I tried to investigate why and under which circumstances computing the gradient of scan takes so much longer than doing scan itself. Three experiments were conducted:
- optimizing gradient computation for a simple RNN, see 'rnn_opt'
- optimizing gradient computation for a gaten RNN, see 'gatedrnn_opt'
- benchmarking matrix multiplications on GPU, see 'dotspeed'
The following version of theano was used:
- Theano: 239b6d8001e290f6c65b6f516a75e6bb1594fb02
-
We need a new optimization for scan. It should detect the following pattern. Let W be an output of the scan, which is not used in the scan as input. Let A[i] and B[i] be some intermediate matrices of the internal scan graph which are used to compute W as follows:
for i in range(0, n): W += A[i].dot(B[i])
where for
means iterations of the scan. We should replace it with
C = concatenate(A[0], A[1], ..., A[n - 1], axis=1)

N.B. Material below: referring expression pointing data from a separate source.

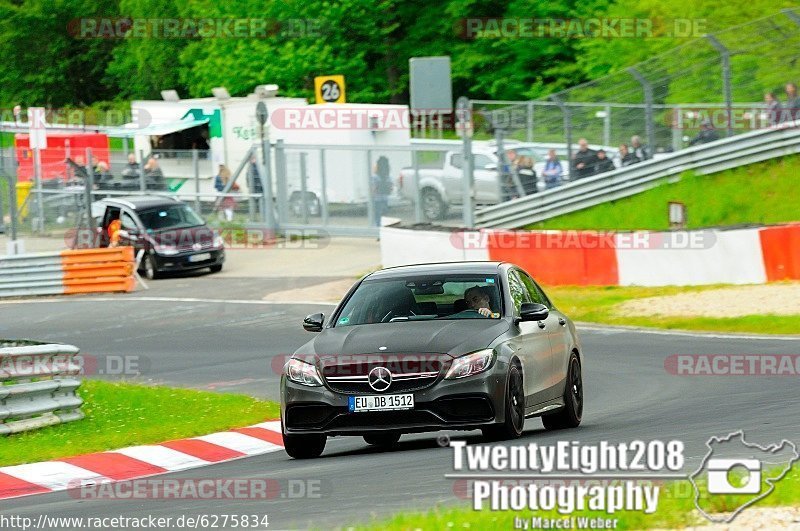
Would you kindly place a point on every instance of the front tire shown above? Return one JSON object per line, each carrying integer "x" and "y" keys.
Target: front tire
{"x": 514, "y": 422}
{"x": 433, "y": 207}
{"x": 149, "y": 267}
{"x": 382, "y": 439}
{"x": 571, "y": 414}
{"x": 304, "y": 446}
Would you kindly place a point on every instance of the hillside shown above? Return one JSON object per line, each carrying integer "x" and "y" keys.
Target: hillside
{"x": 760, "y": 193}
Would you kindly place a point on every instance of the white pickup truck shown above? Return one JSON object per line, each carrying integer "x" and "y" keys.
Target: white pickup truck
{"x": 441, "y": 184}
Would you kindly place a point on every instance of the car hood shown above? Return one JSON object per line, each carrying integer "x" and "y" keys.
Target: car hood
{"x": 184, "y": 238}
{"x": 453, "y": 337}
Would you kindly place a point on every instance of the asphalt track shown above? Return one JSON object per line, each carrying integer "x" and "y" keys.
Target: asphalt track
{"x": 196, "y": 341}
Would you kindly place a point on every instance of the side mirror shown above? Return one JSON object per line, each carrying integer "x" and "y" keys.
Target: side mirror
{"x": 313, "y": 322}
{"x": 532, "y": 311}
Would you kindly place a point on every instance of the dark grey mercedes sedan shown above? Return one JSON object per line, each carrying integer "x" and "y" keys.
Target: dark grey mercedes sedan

D = concatenate(B[0], B[1], ..., B[n - 1])
W = C.dot(D)
that is we new outputs C and D, which are then used to compute W. I could speed up things up to 2 times with this trick.
-
Somebody should find out why under certaun circumstances an explicit output of forward pass is recomputed during the backward pass (see function
grad3
ingatedrnn_opt/gatedrnn_opt.py
) -
Reducing scan overhead could give us some more 15% speedup, but not more.
-
As a general rule instead of:
x2 = x1.dot(U) x3 = x1.dot(V)
it's better to write:
x = x1.dot([U; V])
x2 = x[...]
x3 = x[...]
though I did not measure how much it would speed up the gated RNN
(but I tried in in dotspeed
and got some speedup).